Recharging fails, but the fault is not with the battery or the AC power supply.
The battery that came with the refurbished computer I accidentally ran down to 0% according to a Linux app or 1% according to BIOS and the BIOS said it was performing normally anyway; recharging never raised it. I've tried recharging a large new battery (9-cell) with the computer on and in use for about 8 hours, with the computer on and with the lid open but not in use for about 3 hours, and with the computer powered off for at least 8 hours and none of these attempts made any difference; before recharging the charge was never higher than 65% according to the app or 66% according to the BIOS and after trying to recharge it remained at 0% according to an app or 1% according to the BIOS and, according to the app, charging and, according to the BIOS, performing normally. The small replacement battery (6-cell) started at 77% according to the app and 76% according to the BIOS, which is the opposite of the readings of the other batteries. Altogether, I tried three batteries, at least two of them new. Charge levels never rose, only staying level or dropping, according to the BIOS or a Linux app.
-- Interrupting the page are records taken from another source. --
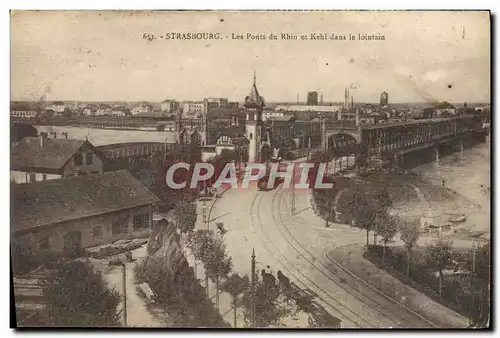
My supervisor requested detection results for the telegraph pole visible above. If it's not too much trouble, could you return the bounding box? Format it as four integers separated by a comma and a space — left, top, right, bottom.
470, 241, 476, 321
122, 262, 127, 327
250, 248, 255, 328
290, 162, 295, 216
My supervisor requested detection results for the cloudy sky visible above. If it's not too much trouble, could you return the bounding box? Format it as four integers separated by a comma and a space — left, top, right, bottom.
11, 11, 490, 102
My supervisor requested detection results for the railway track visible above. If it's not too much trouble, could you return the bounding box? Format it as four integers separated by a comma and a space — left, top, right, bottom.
272, 187, 435, 328
249, 194, 376, 328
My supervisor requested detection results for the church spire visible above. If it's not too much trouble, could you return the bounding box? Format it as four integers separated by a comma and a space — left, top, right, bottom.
245, 70, 264, 108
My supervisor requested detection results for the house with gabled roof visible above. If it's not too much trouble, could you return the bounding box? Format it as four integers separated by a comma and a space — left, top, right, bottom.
10, 134, 103, 183
11, 170, 159, 255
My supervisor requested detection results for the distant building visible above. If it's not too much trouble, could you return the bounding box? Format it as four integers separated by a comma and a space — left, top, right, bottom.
182, 101, 205, 117
262, 109, 293, 121
203, 97, 229, 113
110, 106, 129, 117
380, 92, 389, 107
10, 110, 38, 119
11, 170, 159, 255
45, 101, 66, 114
130, 104, 153, 116
274, 104, 342, 113
160, 100, 179, 113
307, 92, 318, 106
83, 104, 98, 116
10, 133, 103, 183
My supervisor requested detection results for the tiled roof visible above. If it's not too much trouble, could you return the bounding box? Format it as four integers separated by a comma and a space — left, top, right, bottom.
10, 137, 86, 170
11, 170, 159, 232
245, 75, 264, 107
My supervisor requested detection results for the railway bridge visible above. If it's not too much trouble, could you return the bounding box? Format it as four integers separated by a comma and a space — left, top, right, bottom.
323, 115, 488, 167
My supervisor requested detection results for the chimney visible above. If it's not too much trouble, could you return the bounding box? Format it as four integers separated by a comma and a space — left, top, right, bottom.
38, 132, 47, 148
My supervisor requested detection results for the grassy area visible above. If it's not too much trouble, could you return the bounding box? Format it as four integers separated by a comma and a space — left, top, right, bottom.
313, 172, 419, 224
363, 246, 489, 322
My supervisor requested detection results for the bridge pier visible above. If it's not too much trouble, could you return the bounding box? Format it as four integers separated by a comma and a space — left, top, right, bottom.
434, 145, 439, 169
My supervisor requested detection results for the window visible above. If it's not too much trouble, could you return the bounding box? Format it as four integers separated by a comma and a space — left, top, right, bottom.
92, 225, 102, 238
38, 237, 50, 250
111, 218, 128, 236
28, 173, 36, 183
75, 153, 83, 165
134, 213, 151, 230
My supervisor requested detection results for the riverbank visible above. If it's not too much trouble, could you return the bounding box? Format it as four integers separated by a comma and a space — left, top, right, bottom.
313, 144, 490, 241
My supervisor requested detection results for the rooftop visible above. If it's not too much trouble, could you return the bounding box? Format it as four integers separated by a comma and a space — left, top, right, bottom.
11, 170, 159, 232
10, 137, 90, 170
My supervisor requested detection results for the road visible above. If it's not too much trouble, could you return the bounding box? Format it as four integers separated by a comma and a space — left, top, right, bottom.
211, 180, 432, 328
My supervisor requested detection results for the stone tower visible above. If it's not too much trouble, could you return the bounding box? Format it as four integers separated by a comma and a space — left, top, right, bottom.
243, 72, 265, 162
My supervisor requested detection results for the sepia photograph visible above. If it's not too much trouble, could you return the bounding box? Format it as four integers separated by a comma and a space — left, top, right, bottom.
6, 10, 492, 330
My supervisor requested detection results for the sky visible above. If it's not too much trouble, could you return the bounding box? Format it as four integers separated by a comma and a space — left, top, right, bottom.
11, 11, 491, 102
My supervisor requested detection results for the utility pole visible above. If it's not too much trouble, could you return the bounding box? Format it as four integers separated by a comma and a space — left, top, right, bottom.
307, 137, 311, 160
290, 162, 295, 216
250, 248, 255, 328
122, 262, 127, 327
469, 241, 476, 322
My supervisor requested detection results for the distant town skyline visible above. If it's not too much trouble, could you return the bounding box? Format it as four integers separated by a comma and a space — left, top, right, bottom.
11, 11, 490, 103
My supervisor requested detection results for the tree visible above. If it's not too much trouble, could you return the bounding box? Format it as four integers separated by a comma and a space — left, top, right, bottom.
401, 223, 420, 276
10, 123, 38, 143
221, 273, 250, 327
377, 211, 398, 263
243, 274, 292, 327
174, 202, 197, 248
424, 238, 451, 298
202, 227, 233, 309
471, 242, 491, 320
186, 229, 213, 295
351, 190, 377, 247
63, 107, 73, 117
43, 261, 120, 327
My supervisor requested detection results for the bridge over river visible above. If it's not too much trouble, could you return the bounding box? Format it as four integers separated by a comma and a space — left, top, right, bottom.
323, 115, 489, 166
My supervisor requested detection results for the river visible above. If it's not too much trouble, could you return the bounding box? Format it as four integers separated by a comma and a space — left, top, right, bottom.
401, 137, 491, 237
35, 126, 177, 147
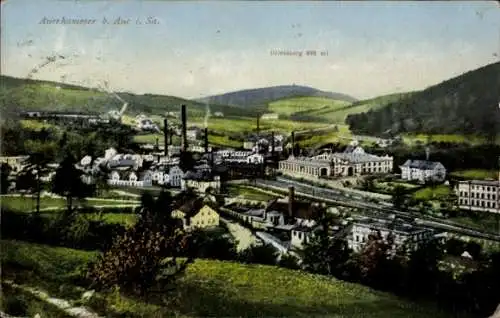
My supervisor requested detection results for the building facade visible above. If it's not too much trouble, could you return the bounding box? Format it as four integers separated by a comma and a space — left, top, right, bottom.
347, 219, 435, 252
455, 180, 500, 213
399, 160, 446, 183
278, 156, 332, 177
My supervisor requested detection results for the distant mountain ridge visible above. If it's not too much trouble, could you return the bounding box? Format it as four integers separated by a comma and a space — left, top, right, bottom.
0, 75, 256, 117
346, 62, 500, 140
196, 85, 357, 107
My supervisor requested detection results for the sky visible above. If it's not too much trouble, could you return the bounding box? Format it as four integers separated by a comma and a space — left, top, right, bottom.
1, 0, 500, 99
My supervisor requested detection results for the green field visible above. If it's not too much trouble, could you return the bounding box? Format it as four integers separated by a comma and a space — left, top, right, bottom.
0, 196, 137, 212
1, 240, 449, 318
413, 185, 452, 200
450, 169, 498, 180
268, 97, 351, 115
0, 284, 71, 318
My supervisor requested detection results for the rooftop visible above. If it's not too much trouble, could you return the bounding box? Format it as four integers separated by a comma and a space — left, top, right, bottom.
401, 159, 442, 170
354, 219, 430, 235
331, 152, 392, 163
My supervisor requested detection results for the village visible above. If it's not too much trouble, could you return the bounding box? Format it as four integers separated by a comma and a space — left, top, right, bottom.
0, 105, 500, 268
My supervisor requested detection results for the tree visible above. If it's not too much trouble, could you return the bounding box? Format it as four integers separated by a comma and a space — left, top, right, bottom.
87, 189, 194, 295
16, 150, 51, 215
358, 231, 393, 287
52, 154, 87, 213
189, 230, 238, 260
0, 163, 12, 194
408, 241, 443, 297
302, 207, 350, 276
278, 254, 301, 269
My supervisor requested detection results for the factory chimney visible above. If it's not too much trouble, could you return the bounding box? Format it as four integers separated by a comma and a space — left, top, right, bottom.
288, 187, 295, 219
163, 118, 168, 157
205, 127, 208, 153
181, 104, 188, 151
271, 131, 275, 157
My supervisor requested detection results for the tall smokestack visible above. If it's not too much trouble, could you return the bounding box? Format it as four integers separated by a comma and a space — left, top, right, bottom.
271, 131, 275, 157
205, 127, 208, 153
181, 104, 188, 151
163, 118, 168, 157
288, 187, 295, 218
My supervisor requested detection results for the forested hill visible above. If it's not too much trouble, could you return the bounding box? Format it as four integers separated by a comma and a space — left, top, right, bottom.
197, 85, 357, 108
346, 62, 500, 138
0, 75, 256, 117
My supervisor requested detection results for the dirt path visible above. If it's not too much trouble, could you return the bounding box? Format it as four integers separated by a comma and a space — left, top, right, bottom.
3, 280, 101, 318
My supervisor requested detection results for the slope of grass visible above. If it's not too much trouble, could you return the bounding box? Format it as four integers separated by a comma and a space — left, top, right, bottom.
0, 195, 137, 212
0, 284, 71, 318
1, 240, 454, 317
300, 93, 414, 124
268, 97, 351, 115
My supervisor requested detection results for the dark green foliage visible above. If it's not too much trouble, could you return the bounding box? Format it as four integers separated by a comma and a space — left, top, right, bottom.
278, 254, 301, 269
52, 155, 90, 212
303, 209, 350, 276
87, 193, 193, 295
238, 244, 278, 265
346, 63, 500, 137
0, 163, 12, 194
189, 230, 238, 261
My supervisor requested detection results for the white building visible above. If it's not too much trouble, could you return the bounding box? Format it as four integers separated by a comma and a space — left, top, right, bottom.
455, 180, 500, 213
347, 219, 435, 252
399, 159, 446, 183
108, 170, 153, 187
168, 166, 184, 188
278, 156, 332, 177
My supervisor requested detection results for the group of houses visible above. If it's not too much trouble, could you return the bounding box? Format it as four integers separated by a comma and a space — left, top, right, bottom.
279, 146, 393, 177
224, 187, 445, 252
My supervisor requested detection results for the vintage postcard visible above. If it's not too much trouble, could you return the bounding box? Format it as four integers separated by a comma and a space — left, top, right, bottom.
0, 0, 500, 318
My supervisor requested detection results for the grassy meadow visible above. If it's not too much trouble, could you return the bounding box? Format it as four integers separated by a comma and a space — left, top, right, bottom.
0, 240, 456, 317
228, 185, 277, 201
268, 97, 351, 115
0, 195, 137, 212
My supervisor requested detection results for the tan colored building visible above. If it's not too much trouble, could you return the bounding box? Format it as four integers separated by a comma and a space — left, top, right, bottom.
455, 180, 500, 213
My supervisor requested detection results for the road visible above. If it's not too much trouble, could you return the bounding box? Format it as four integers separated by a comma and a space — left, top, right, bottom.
253, 178, 500, 242
219, 217, 258, 252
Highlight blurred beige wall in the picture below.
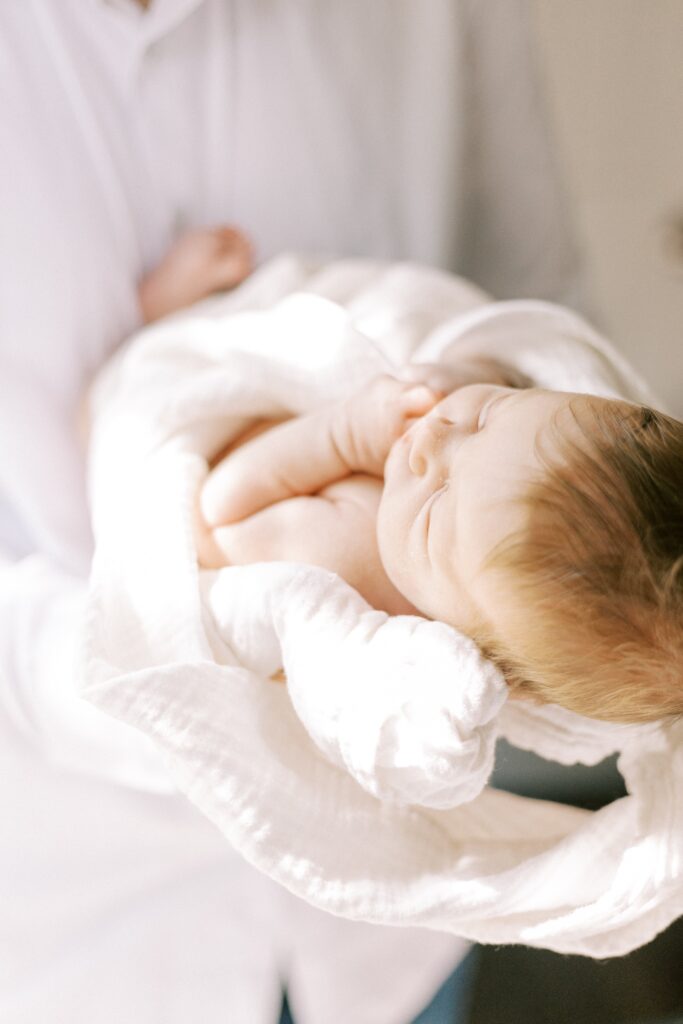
[532,0,683,417]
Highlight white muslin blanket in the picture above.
[84,257,683,956]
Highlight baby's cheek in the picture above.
[377,486,413,600]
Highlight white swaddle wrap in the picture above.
[84,258,683,956]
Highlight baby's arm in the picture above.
[201,359,529,527]
[201,377,441,528]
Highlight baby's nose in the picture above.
[408,416,454,476]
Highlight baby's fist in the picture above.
[333,375,443,476]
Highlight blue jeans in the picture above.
[280,946,479,1024]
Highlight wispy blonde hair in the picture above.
[477,396,683,722]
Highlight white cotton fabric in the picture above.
[0,0,582,1024]
[85,258,683,956]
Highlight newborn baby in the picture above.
[140,225,683,721]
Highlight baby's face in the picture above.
[377,384,577,634]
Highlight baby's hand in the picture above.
[201,377,441,528]
[139,227,253,324]
[331,375,440,476]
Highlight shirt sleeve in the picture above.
[462,0,590,312]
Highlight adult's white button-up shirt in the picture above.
[0,0,577,1024]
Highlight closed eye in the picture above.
[477,393,510,430]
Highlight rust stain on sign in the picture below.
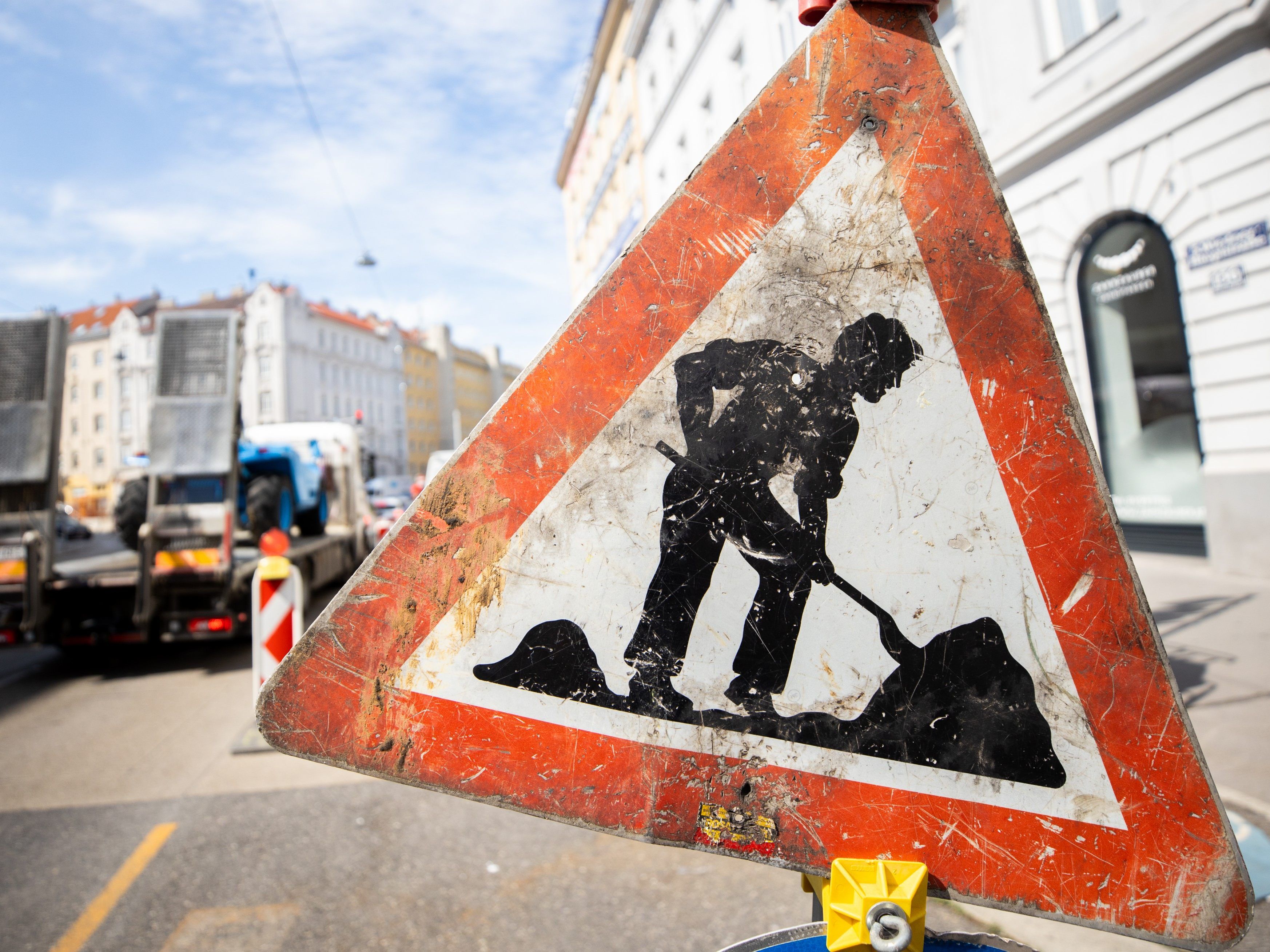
[259,4,1250,949]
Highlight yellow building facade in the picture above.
[401,325,521,473]
[556,0,646,302]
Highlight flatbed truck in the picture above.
[0,310,371,649]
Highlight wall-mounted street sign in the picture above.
[259,4,1250,948]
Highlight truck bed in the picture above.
[49,525,353,589]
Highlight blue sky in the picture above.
[0,0,601,362]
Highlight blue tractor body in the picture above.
[238,439,328,536]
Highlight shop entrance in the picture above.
[1078,215,1204,549]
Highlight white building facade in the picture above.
[597,0,1270,576]
[939,0,1270,575]
[60,295,160,515]
[241,284,408,475]
[626,0,810,221]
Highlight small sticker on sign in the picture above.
[695,804,776,856]
[1208,264,1249,295]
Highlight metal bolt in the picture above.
[865,903,913,952]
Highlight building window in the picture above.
[1036,0,1120,60]
[1078,213,1204,525]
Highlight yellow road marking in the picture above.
[51,823,176,952]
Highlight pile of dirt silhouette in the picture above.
[473,618,1067,788]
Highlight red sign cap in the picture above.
[260,528,291,556]
[258,3,1252,949]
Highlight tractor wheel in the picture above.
[114,480,150,551]
[246,476,295,540]
[296,490,328,536]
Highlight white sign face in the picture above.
[398,132,1124,829]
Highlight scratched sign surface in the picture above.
[260,4,1250,948]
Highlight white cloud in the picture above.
[0,0,598,360]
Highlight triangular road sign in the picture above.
[259,4,1251,948]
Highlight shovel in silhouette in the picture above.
[657,440,922,667]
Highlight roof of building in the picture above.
[65,295,159,334]
[556,0,630,188]
[163,291,250,311]
[305,301,383,334]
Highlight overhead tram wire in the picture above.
[264,0,385,298]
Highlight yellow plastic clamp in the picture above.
[260,556,291,580]
[803,859,926,952]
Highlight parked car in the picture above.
[368,496,410,546]
[53,505,93,538]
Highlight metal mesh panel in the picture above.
[0,317,52,485]
[158,317,230,397]
[0,317,48,404]
[150,400,236,476]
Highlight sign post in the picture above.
[259,3,1251,949]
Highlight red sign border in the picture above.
[258,3,1251,949]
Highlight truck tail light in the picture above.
[187,614,234,632]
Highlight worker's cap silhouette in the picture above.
[833,312,923,388]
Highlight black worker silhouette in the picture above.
[474,313,1066,787]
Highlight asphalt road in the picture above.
[0,557,1270,952]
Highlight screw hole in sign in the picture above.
[797,0,940,27]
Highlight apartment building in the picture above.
[625,0,810,217]
[403,324,521,473]
[565,0,1270,575]
[556,0,808,303]
[556,0,648,302]
[937,0,1270,575]
[60,295,159,515]
[243,283,406,476]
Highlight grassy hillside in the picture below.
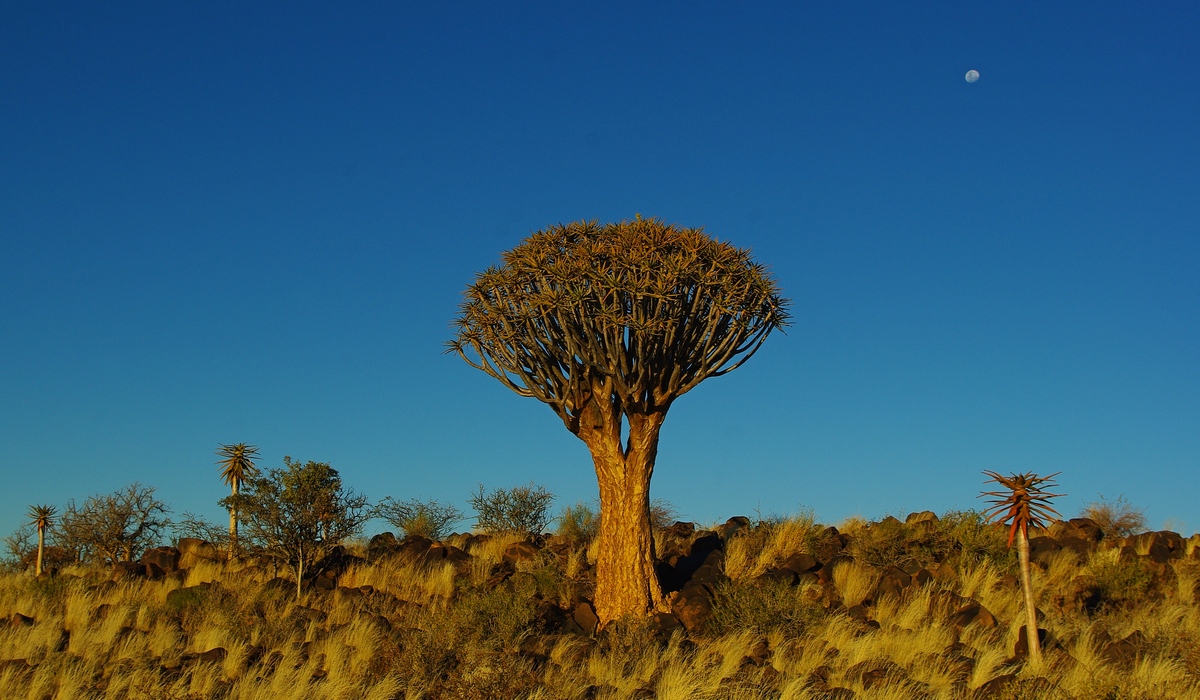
[0,513,1200,700]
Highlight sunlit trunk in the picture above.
[34,526,46,576]
[578,403,666,624]
[1016,527,1042,669]
[229,479,238,562]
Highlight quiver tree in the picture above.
[216,442,258,560]
[25,505,58,576]
[980,471,1062,668]
[221,456,373,598]
[448,216,787,623]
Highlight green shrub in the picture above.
[554,501,600,544]
[1079,496,1146,537]
[470,484,554,534]
[650,498,679,530]
[708,581,823,636]
[376,496,462,540]
[847,517,913,567]
[937,510,1016,569]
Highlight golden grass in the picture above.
[0,511,1200,700]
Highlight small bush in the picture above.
[470,484,554,534]
[1088,549,1158,604]
[708,581,824,638]
[1079,496,1146,537]
[848,517,912,567]
[937,510,1015,568]
[650,498,679,530]
[376,496,463,540]
[556,501,600,544]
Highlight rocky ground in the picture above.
[0,511,1200,699]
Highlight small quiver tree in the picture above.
[216,442,258,561]
[448,216,787,623]
[980,471,1063,668]
[221,456,373,598]
[25,505,58,576]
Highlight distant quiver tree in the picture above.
[448,216,788,623]
[216,442,258,560]
[979,471,1064,668]
[26,505,58,576]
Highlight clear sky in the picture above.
[0,1,1200,534]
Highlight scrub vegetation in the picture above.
[0,485,1200,700]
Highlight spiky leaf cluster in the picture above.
[448,217,787,426]
[980,471,1063,546]
[216,442,258,489]
[25,505,59,531]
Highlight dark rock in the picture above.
[1058,536,1096,557]
[816,555,854,584]
[1030,536,1062,564]
[196,646,228,664]
[812,526,850,563]
[1067,517,1104,543]
[671,581,713,632]
[1013,629,1058,659]
[175,537,224,569]
[904,510,937,525]
[742,639,770,668]
[500,542,538,564]
[0,659,32,677]
[875,567,912,598]
[690,550,728,586]
[571,600,600,636]
[1100,630,1146,669]
[292,605,325,622]
[716,515,750,540]
[950,600,996,632]
[167,586,209,610]
[650,612,683,634]
[972,674,1016,700]
[662,520,696,539]
[142,546,180,579]
[755,569,799,586]
[780,554,821,574]
[112,562,145,581]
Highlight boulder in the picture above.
[950,600,996,632]
[716,515,750,542]
[904,510,937,525]
[1013,624,1058,659]
[112,562,145,581]
[175,537,226,569]
[500,542,538,564]
[142,546,180,578]
[671,581,713,633]
[571,600,600,636]
[780,554,821,574]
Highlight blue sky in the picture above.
[0,2,1200,533]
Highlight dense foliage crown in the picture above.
[448,217,787,420]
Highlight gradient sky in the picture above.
[0,1,1200,534]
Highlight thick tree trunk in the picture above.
[229,480,238,562]
[34,527,46,576]
[1016,528,1042,669]
[578,411,666,624]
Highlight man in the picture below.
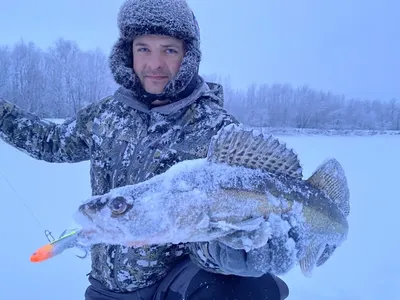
[0,0,288,300]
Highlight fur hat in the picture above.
[110,0,201,101]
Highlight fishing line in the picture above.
[0,171,55,243]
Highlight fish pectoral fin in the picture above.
[210,217,265,231]
[300,242,325,277]
[317,244,336,267]
[307,159,350,216]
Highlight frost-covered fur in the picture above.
[110,0,201,102]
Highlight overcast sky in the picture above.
[0,0,400,100]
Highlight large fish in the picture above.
[75,125,350,276]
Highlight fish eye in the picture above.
[109,197,129,215]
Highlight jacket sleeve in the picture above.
[0,99,93,163]
[187,229,296,277]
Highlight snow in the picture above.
[0,132,400,300]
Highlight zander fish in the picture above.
[75,125,350,276]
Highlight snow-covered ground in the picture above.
[0,132,400,300]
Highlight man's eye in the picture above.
[166,49,178,53]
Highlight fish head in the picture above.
[75,194,143,244]
[74,184,173,246]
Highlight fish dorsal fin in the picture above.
[207,124,302,179]
[307,159,350,217]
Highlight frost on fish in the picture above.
[78,125,349,275]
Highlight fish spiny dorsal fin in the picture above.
[207,124,302,179]
[307,159,350,217]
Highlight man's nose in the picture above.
[147,53,164,70]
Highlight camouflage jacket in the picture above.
[0,80,278,291]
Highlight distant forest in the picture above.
[0,39,400,130]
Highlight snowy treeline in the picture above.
[214,76,400,130]
[0,39,115,118]
[0,39,400,130]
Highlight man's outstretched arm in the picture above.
[0,98,93,163]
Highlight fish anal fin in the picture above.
[307,159,350,216]
[299,242,325,277]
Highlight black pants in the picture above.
[85,258,289,300]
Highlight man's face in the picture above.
[133,35,185,94]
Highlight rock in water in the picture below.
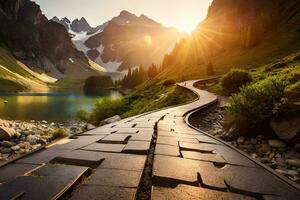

I tried two power brick-and-cable sets with the same output voltage (one borrowed from another machine). The results were always failures.
The BIOS reports the existence of a second battery bay (I don't know where that bay is unless there's a dock that I don't have) and reports the second bay as empty, so it seems to know the difference between lack of battery and having no charge.
Now, some weeks later, the battery is probably dead and the BIOS doesn't see it.
So the fault is inside the laptop, somewhere between the AC receptacle on the back of the laptop and the battery connector visible only when I remove the battery. I don't know the computer's history. What should I fix or replace?